Penulis utama Omar H. Butt, MD, PhD, seorang instruktur medis yang melihat pasien di Pusat Kanker Siteman di Rumah Sakit Barnes-Jewish dan Fakultas Kedokteran Universitas Washington, mengatakan, “Studi kami menunjukkan bahwa beberapa pasien yang menerima terapi sel CAR-T memiliki kerusakan neuron yang sebelumnya tidak terdeteksi hadir pada awal, bahkan sebelum kita mulai mempersiapkannya untuk perawatan ini.” “Kami tidak mengetahui asal usul cedera ini, tetapi tampaknya kecenderungan individu untuk mengalami masalah neurotoksik. Kita dapat mencegah atau mengurangi keparahan konsekuensi ini jika kita mengetahui siapa yang berisiko terhadapnya.
Protein NfL, indikator luas kerusakan saraf, telah digunakan untuk mengukur atau melacak tingkat keparahan sejumlah kondisi neurologis, termasuk penyakit Alzheimer dan multiple sclerosis.
Menurut rekan penulis senior dan Profesor Neurologi Daniel J. Brennan Beau M. Ances, MD, PhD, "ukuran NfL dalam darah digunakan sebagai alat untuk mengevaluasi kemanjuran terapi baru prospektif untuk multiple sclerosis." “Kami bermaksud melakukan lebih banyak penelitian untuk menentukan apa yang menyebabkan kerusakan saraf pada pasien kanker ini. Karena Universitas Washington memiliki beberapa pakar terbaik dalam terapi sel CAR-T dan pengetahuan tingkat atas dalam penyakit neurodegeneratif, kolaborasi yang tidak biasa ini dimungkinkan.
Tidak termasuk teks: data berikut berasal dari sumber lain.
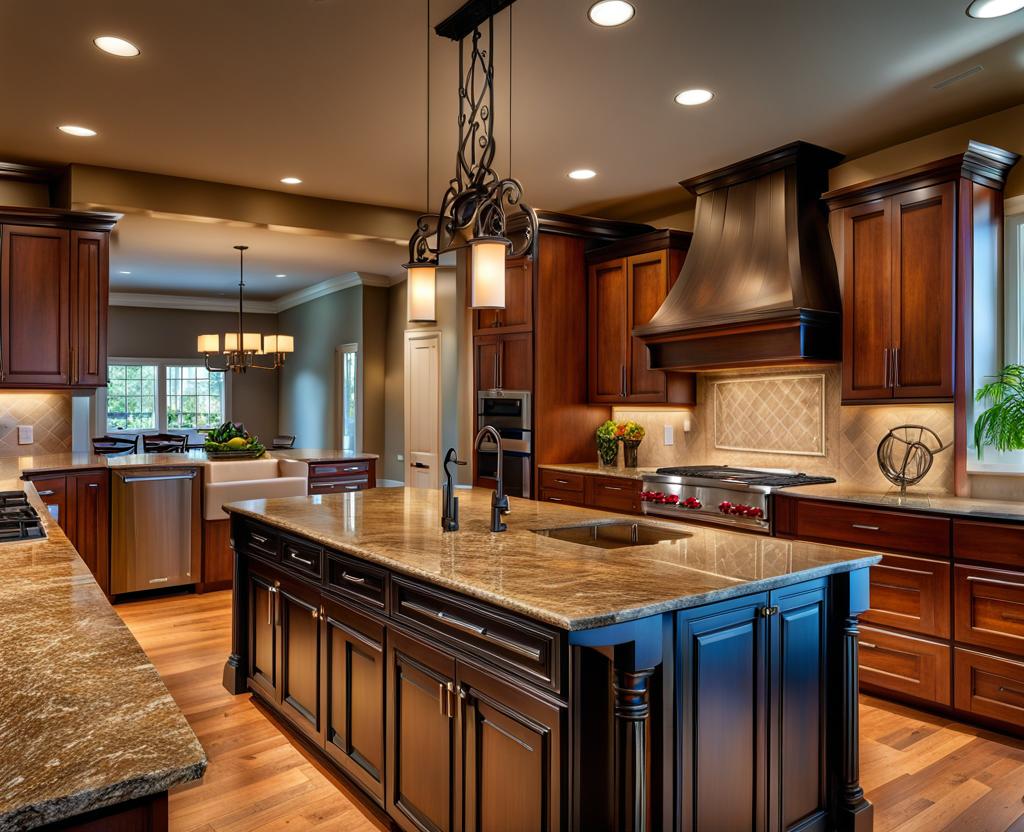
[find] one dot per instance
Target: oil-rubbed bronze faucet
(499, 502)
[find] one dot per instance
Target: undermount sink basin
(614, 535)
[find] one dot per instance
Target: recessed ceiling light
(993, 8)
(116, 46)
(610, 12)
(692, 97)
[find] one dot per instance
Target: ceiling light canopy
(985, 9)
(692, 97)
(610, 12)
(117, 46)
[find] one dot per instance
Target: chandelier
(477, 204)
(244, 349)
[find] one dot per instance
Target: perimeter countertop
(569, 585)
(85, 719)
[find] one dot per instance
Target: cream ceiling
(333, 91)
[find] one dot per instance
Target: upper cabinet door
(609, 332)
(648, 286)
(867, 332)
(89, 299)
(34, 306)
(923, 292)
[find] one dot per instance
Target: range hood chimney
(758, 286)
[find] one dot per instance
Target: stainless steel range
(719, 493)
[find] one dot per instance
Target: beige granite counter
(569, 585)
(85, 719)
(915, 500)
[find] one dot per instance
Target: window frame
(161, 365)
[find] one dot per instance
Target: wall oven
(511, 413)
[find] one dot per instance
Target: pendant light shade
(486, 273)
(421, 297)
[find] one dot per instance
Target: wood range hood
(759, 285)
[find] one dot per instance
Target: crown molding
(297, 298)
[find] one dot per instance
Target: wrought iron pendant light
(241, 347)
(477, 204)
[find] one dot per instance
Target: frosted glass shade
(487, 273)
(421, 292)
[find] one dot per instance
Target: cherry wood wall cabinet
(946, 623)
(81, 503)
(627, 284)
(450, 713)
(54, 279)
(904, 246)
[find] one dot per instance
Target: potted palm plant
(1001, 425)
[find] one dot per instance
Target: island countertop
(569, 585)
(85, 719)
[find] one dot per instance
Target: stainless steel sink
(614, 535)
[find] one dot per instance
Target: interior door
(923, 304)
(423, 409)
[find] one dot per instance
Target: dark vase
(630, 448)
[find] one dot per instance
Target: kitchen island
(531, 679)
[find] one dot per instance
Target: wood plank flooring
(923, 773)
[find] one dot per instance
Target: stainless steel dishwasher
(155, 529)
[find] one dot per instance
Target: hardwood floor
(923, 773)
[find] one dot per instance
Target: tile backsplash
(50, 417)
(788, 418)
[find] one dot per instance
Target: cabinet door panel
(648, 285)
(609, 337)
(511, 768)
(353, 694)
(923, 298)
(421, 736)
(866, 300)
(34, 295)
(89, 292)
(722, 668)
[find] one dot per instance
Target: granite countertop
(596, 469)
(85, 719)
(915, 500)
(569, 585)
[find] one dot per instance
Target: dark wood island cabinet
(462, 685)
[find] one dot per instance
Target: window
(195, 398)
(155, 394)
(131, 397)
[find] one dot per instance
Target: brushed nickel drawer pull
(979, 579)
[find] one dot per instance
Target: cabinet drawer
(260, 541)
(333, 469)
(910, 593)
(528, 650)
(989, 610)
(872, 529)
(904, 664)
(356, 580)
(614, 493)
(339, 485)
(994, 542)
(561, 481)
(301, 556)
(555, 496)
(990, 687)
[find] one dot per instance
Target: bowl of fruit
(232, 442)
Ini menawarkan peluang luar biasa untuk mengisi kekosongan dan menyatukan berbagai profesi dalam upaya menemukan solusi yang membuat frustrasi dan menguntungkan orang.
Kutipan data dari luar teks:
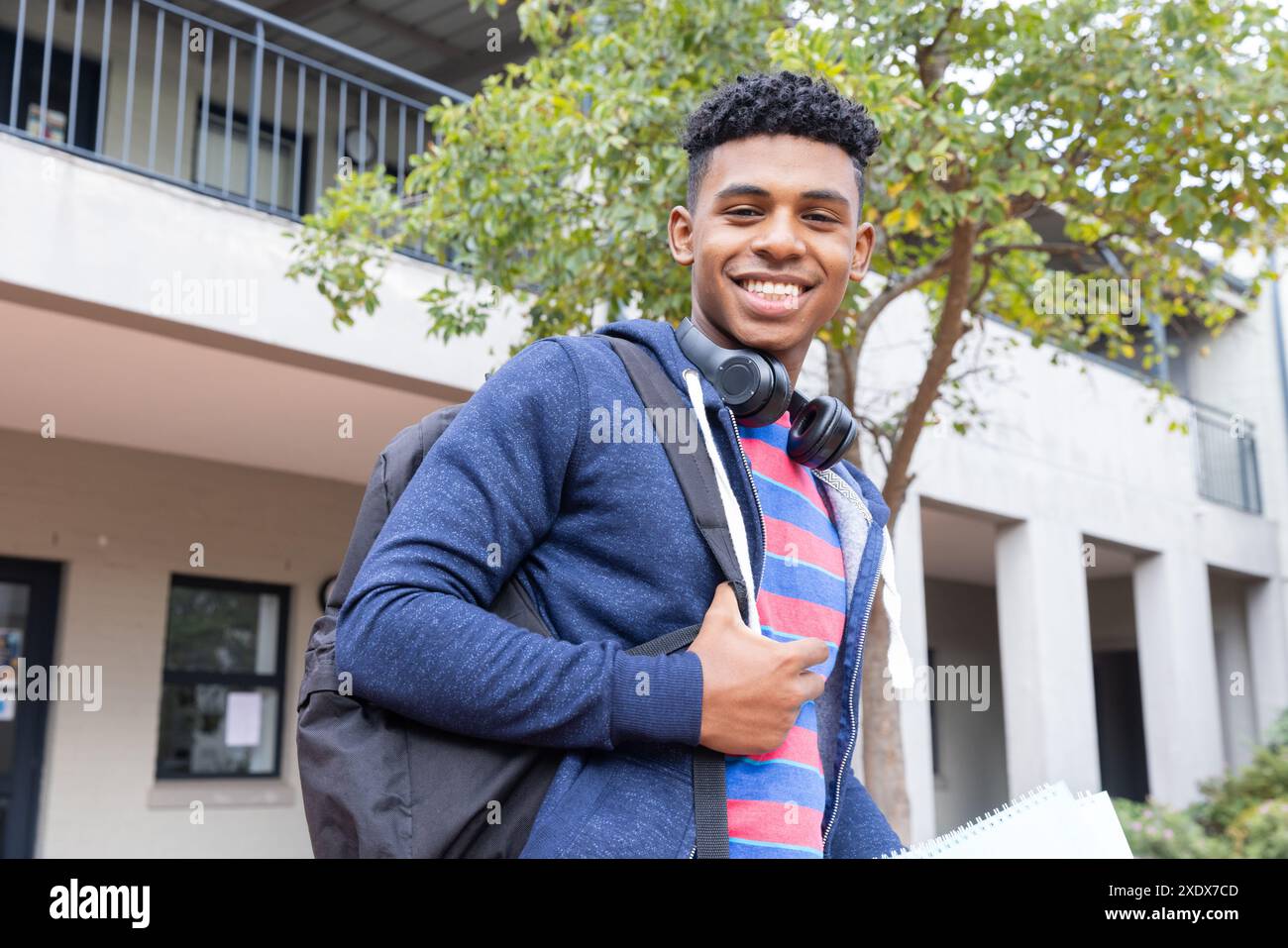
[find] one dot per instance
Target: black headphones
(758, 390)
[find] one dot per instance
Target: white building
(184, 442)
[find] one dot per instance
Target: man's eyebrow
(756, 191)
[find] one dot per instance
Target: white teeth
(771, 288)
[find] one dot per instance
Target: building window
(223, 679)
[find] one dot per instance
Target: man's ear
(679, 235)
(864, 241)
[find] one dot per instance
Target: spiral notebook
(1044, 823)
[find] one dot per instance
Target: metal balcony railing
(1227, 459)
(172, 94)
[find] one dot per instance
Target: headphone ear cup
(778, 398)
(823, 432)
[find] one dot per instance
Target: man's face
(785, 210)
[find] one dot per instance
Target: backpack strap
(697, 478)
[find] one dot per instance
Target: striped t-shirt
(777, 798)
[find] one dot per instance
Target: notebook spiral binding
(940, 844)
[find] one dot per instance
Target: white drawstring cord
(733, 513)
(898, 659)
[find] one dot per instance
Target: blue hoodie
(599, 536)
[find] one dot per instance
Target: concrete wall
(58, 497)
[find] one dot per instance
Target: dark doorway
(1121, 725)
(29, 607)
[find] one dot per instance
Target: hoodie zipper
(858, 669)
(848, 492)
(764, 541)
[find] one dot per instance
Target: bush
(1241, 814)
(1261, 831)
(1231, 796)
(1157, 831)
30 individuals underwent treatment at Cleveland’s Siteman Cancer Center and Case Comprehensive Cancer Center, both of which are affiliated with Case Western Reserve University.
Pasien yang tidak mengalami efek samping neurotoksik dapat dibedakan dari mereka yang melakukannya berdasarkan tingkat dasar NfL mereka. Untuk melihat apakah ukuran sampel yang lebih besar akan memungkinkan mereka untuk mengidentifikasi pasien yang berisiko mengalami masalah ringan, sedang, atau berat, para peneliti bermaksud untuk terus memeriksa data dari lebih banyak pasien.
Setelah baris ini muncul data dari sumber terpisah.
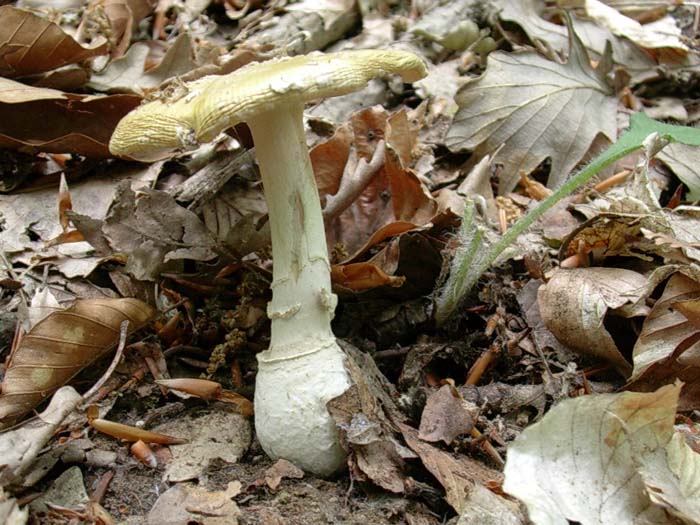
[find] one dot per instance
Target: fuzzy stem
(304, 367)
(302, 303)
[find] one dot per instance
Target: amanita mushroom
(304, 366)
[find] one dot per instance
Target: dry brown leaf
(446, 415)
(393, 195)
(61, 345)
(668, 348)
(281, 469)
(122, 17)
(458, 475)
(41, 119)
(574, 304)
(29, 44)
(362, 276)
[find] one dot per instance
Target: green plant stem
(473, 266)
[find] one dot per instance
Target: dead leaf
(185, 503)
(21, 446)
(458, 475)
(61, 345)
(567, 104)
(29, 44)
(574, 303)
(151, 228)
(362, 276)
(280, 470)
(214, 435)
(668, 347)
(393, 195)
(122, 17)
(446, 415)
(130, 73)
(527, 14)
(587, 459)
(663, 32)
(41, 119)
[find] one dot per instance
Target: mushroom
(304, 366)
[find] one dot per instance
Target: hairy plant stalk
(304, 366)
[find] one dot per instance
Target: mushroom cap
(216, 103)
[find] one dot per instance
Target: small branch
(123, 332)
(352, 185)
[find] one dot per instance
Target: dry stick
(352, 185)
(123, 331)
(477, 370)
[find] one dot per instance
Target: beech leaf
(29, 44)
(61, 345)
(611, 458)
(534, 109)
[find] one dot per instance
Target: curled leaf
(61, 345)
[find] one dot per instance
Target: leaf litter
(517, 93)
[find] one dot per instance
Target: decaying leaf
(121, 16)
(29, 44)
(458, 475)
(184, 503)
(532, 109)
(40, 119)
(589, 460)
(446, 415)
(660, 33)
(394, 194)
(152, 229)
(281, 469)
(668, 347)
(61, 345)
(21, 446)
(130, 73)
(574, 303)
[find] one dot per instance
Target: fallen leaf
(446, 415)
(152, 229)
(185, 503)
(61, 345)
(362, 276)
(682, 159)
(280, 470)
(574, 303)
(29, 44)
(458, 475)
(19, 447)
(130, 73)
(533, 109)
(394, 194)
(40, 119)
(659, 33)
(584, 461)
(122, 17)
(527, 15)
(668, 347)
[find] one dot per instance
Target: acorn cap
(216, 103)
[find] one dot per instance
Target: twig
(123, 331)
(352, 185)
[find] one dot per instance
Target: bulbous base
(291, 419)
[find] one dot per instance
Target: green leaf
(472, 261)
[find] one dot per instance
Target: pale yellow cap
(218, 102)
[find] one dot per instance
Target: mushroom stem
(304, 366)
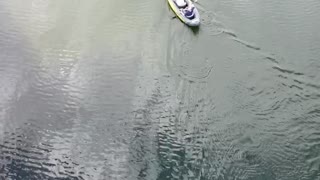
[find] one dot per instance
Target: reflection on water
(103, 90)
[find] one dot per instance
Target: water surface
(122, 90)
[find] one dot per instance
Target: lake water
(122, 90)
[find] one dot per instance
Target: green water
(112, 90)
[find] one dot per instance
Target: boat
(181, 9)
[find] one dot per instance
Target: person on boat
(186, 8)
(181, 3)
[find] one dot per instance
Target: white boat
(186, 11)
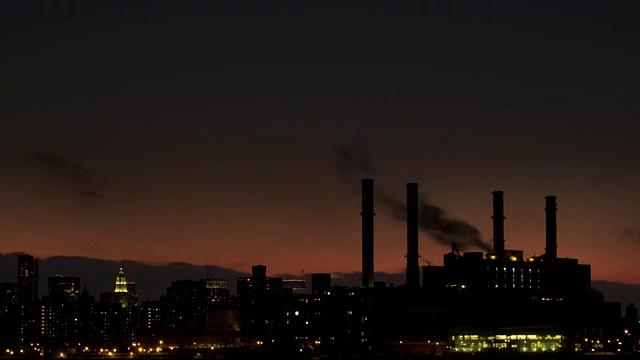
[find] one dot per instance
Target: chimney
(498, 223)
(551, 249)
(367, 233)
(413, 268)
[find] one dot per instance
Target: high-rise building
(64, 289)
(296, 286)
(125, 291)
(27, 279)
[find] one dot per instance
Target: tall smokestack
(498, 223)
(367, 233)
(413, 269)
(551, 249)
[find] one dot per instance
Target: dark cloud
(433, 219)
(74, 173)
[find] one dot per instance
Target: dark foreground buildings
(496, 301)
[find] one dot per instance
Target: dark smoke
(433, 219)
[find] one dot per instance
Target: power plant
(491, 300)
(494, 301)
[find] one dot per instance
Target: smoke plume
(433, 219)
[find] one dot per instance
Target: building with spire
(125, 291)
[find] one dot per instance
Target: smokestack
(367, 233)
(413, 268)
(551, 249)
(498, 223)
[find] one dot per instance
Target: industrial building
(494, 301)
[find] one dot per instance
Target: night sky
(214, 132)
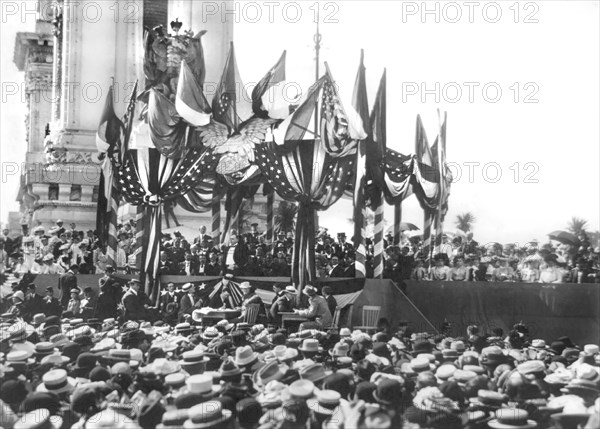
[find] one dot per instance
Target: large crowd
(460, 258)
(61, 370)
(113, 359)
Komplikasinya bisa sangat beragam mulai dari sakit kepala, kejang, stroke, dan pembengkakan otak hingga kesulitan berkonsentrasi, masalah ingatan, disorientasi, kesulitan membaca, dan sakit kepala. Steroid dosis tinggi dan terkadang terapi modulasi kekebalan yang bertujuan untuk mengurangi peradangan adalah cara utama dokter menangani masalah ini. Karena terapi ini, sayangnya, merusak efek antikanker dari sel CAR-T, dokter lebih memilih untuk menghindari penggunaannya bila memungkinkan, sehingga sangat membantu untuk mengetahui siapa yang berisiko mengalami efek samping yang paling berbahaya.
Teka-teki lain adalah bahwa bahkan ketika beberapa pasien memiliki efek samping neurotoksik dan kemudian pulih darinya, tingkat NfL yang meningkat sudah ada dan sebagian besar konstan. Ini menyiratkan bahwa sementara tingkat NfL tidak selalu mewakili apa yang terjadi menyebabkan kesulitan pasien, mereka menunjukkan bahwa ada sesuatu yang salah.
Dalam hal proses penyakit yang sebenarnya, "kami hanya melihat puncak gunung es, dan di sanalah banyak penyelidikan kami di masa depan menuju," kata Butt. “Kami mencoba untuk memahami lebih jelas apa yang awalnya menyebabkan penyesuaian ini. Dan kemudian, bahkan ketika gejalanya telah mereda, kadar NfL yang tinggi ini masih ada.
We have a study ongoing at Siteman to see if, in fact, these patients continue to have subtle symptoms in terms of cognitive changes or deficits that persist long term,” added co-senior author Armin Ghobadi, MD, an associate professor of medicine and clinical director of the Center for Gene and Cellular immunotherapy di Fakultas Kedokteran Universitas Washington dan Pusat Kanker Siteman.